A few days ago, I wrote a blog entry about Derrick Brown mentioning a FORBES magazine article about him in his official bio (which was used in a Beyond Baroque flyer listing); the post was a bit dubious about the value of a FORBES mention due to its ownership by a more-big-capitalist-than-most-people-are-aware Bono.
I sent the blog entry to his Write Bloody e-mail and got a short, profane text-message sort of response; this was highly likely since I wasn't thrilled with what I perceived to be an overly for-cool-kids-only ambience last summer at the portion of a Lightbulb Mouth reading I attended in Long Beach (and I wrote about it).

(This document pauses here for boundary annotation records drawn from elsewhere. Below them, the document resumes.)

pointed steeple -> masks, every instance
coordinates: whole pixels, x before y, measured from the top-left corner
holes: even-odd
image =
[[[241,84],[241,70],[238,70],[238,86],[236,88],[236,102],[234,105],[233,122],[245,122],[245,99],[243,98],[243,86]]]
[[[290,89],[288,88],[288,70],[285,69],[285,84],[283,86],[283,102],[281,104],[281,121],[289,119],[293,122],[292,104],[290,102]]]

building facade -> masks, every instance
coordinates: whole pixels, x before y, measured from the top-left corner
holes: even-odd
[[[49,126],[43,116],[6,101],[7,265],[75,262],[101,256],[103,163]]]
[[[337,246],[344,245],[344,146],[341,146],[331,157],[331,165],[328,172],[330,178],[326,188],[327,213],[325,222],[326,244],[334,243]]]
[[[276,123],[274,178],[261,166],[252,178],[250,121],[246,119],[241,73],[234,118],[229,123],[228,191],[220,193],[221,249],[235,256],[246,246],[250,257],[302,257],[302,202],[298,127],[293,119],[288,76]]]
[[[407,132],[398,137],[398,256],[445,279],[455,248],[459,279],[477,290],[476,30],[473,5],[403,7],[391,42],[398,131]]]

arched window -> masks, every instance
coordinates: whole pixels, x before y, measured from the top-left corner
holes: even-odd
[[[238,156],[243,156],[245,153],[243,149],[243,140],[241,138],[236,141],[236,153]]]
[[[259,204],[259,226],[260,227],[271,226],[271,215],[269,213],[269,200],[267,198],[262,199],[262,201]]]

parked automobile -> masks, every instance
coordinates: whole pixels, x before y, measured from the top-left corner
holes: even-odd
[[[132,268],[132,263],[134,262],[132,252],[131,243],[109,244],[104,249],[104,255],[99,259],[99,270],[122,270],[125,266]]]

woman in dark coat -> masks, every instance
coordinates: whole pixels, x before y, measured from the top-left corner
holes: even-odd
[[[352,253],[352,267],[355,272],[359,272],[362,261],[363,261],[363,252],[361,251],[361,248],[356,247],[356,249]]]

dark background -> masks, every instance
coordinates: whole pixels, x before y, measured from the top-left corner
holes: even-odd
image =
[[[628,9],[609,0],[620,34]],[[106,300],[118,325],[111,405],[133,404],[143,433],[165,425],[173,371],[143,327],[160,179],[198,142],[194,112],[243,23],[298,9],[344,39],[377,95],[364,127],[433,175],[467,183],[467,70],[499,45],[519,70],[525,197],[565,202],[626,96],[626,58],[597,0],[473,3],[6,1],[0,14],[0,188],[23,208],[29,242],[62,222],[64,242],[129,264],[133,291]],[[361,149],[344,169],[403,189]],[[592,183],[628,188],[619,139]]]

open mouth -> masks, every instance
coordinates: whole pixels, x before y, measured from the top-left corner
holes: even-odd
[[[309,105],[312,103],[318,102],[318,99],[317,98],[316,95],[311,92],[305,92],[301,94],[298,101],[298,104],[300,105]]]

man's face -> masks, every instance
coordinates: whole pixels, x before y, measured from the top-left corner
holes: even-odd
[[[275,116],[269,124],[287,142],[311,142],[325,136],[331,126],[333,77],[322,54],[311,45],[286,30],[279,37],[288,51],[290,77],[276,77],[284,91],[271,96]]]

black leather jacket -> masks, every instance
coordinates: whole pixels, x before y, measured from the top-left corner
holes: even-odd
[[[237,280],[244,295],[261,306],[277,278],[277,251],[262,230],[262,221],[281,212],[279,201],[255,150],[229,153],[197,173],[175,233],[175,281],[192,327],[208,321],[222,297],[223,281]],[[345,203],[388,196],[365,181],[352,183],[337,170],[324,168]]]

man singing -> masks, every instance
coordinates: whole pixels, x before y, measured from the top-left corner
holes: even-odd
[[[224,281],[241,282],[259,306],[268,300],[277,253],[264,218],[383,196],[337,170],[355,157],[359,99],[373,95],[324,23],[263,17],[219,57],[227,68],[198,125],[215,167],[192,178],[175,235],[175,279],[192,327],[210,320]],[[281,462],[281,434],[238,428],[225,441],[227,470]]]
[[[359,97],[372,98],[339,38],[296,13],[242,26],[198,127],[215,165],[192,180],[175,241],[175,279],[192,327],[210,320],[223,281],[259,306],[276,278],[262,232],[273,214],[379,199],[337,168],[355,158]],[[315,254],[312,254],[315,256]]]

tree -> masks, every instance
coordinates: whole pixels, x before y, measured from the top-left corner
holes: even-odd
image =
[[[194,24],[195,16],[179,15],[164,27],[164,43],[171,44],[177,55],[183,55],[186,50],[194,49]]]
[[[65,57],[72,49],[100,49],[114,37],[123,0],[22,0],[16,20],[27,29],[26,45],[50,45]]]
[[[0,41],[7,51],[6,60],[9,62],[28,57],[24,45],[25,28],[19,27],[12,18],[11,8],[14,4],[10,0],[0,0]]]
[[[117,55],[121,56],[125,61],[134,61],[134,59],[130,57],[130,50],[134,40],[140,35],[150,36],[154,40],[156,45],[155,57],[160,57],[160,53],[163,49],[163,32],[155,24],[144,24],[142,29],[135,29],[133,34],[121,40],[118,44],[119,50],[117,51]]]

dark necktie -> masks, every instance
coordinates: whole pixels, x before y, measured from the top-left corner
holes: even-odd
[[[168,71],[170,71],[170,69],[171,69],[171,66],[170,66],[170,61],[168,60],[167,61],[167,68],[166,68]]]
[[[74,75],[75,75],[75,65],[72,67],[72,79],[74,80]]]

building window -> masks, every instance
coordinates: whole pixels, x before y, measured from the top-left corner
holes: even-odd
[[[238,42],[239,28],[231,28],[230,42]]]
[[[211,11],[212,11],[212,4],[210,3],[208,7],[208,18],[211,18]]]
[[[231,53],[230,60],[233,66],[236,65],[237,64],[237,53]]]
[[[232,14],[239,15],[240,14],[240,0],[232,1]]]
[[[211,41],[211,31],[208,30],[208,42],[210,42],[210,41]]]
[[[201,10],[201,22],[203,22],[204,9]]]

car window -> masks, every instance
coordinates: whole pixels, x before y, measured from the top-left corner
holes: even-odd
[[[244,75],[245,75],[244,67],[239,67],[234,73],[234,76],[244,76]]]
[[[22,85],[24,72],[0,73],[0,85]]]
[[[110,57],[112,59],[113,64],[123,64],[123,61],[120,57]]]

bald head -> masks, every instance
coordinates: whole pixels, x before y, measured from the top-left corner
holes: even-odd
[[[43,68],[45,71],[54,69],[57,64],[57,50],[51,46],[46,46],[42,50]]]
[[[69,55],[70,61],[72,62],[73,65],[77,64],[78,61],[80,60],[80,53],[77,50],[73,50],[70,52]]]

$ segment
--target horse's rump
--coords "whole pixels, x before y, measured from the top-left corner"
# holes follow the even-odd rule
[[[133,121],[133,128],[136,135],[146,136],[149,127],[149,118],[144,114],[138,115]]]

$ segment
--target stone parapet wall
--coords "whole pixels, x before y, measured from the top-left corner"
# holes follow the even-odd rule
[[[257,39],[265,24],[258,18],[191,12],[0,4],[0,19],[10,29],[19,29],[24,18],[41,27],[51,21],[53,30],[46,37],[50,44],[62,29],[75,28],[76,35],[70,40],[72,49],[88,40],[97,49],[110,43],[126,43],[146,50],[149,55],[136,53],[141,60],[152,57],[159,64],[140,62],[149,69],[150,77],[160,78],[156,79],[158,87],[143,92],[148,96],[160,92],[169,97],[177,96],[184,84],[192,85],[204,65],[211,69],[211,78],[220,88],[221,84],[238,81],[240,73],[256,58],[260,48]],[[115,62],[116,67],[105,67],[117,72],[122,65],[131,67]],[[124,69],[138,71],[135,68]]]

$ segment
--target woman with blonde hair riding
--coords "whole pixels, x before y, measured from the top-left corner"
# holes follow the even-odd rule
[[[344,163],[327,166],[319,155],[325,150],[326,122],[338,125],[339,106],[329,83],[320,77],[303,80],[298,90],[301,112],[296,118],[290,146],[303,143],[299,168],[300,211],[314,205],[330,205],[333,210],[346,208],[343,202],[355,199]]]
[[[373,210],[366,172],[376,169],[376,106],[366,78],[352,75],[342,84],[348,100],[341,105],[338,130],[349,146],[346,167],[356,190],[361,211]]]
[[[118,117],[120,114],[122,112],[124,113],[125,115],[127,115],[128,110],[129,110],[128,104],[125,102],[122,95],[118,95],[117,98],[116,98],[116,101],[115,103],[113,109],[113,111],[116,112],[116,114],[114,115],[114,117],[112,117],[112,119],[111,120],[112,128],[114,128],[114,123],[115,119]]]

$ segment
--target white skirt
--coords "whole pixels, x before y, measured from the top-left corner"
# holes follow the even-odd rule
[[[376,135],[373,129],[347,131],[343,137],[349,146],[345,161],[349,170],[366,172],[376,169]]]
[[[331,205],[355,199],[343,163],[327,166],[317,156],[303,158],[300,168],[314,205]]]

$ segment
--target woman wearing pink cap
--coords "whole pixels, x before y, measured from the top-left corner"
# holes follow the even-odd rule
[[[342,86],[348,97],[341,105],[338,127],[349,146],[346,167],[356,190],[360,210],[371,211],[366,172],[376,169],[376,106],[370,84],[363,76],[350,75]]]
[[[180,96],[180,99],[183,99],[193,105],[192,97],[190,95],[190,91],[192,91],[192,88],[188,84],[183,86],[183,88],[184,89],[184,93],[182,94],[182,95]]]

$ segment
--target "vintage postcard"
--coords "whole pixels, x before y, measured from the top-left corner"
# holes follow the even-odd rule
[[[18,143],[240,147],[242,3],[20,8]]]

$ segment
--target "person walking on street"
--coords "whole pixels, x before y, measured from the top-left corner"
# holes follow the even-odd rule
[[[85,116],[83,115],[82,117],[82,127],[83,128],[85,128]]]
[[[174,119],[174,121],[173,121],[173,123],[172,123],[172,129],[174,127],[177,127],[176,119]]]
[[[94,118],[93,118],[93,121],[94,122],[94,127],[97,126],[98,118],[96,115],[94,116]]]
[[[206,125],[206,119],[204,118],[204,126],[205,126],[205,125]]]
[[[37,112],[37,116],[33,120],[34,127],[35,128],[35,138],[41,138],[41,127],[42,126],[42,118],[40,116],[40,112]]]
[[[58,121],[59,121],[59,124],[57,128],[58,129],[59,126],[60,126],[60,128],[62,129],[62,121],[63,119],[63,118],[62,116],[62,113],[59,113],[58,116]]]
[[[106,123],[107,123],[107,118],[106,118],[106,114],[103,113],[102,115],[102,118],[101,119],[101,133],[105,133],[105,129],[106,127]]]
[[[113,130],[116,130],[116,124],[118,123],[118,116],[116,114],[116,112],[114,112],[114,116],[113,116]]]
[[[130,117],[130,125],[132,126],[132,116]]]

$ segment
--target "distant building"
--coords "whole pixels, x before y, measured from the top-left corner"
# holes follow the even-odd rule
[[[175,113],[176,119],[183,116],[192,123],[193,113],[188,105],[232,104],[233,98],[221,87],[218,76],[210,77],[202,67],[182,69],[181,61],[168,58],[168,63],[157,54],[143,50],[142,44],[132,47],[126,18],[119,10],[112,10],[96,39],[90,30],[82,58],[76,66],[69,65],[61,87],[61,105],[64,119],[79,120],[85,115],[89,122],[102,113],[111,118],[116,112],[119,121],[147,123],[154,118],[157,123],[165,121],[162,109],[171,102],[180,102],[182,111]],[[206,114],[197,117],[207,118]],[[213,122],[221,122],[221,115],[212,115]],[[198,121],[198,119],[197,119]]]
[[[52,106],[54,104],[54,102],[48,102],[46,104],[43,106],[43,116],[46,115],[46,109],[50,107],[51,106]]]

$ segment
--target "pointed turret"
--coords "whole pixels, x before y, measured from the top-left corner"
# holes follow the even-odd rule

In a perfect world, perhaps Derrick could have written whole sentences and paragraphs about why he disliked my post (defending the FORBES piece, among other things). He didn't. Instead, he opted for the Frank Sinatra/Russell Crowe way of striking down an annoying pest with a very heavy hand.
Here's an irony about the whole thing: I think Write Bloody has great graphic design and well-presented product (at least Derrick got books into the Borders chain before their current financial difficulties) and am pleased that Derrick champions people like Mindy Nettifee and Buddy Wakefield. I became interested in the Write Bloody imprint a few years ago when Derrick was in Tennessee and word went out amongst the poetry community that he was ill and needed money from book sales; I bought several books--anthologies and individual authors' volumes--at that time.
But, as I've learned from the poetry community, if you say both nice and less-than-laudatory things about certain poets, they tend to only listen to the latter and then yell their heads off.
In a way, I'm still amazed by the way some of our ostensibly-progressive poetry community leaders (which sometimes resort to a rigid form of groupthink) tend to react/overreact to contrary opinions (be it about a magazine article or even certain cliques which tend to feature the same poets over and over--something I was kicked in the shins for mentioning way back in 2003).
To close, certain poets (especially the entrepreneurs) need to be less translucent-skinned and start banishing the phrase YOU CAN'T SAY THAT! from their public and private vocabularies.
It will make for a healthier, more welcoming environment for all.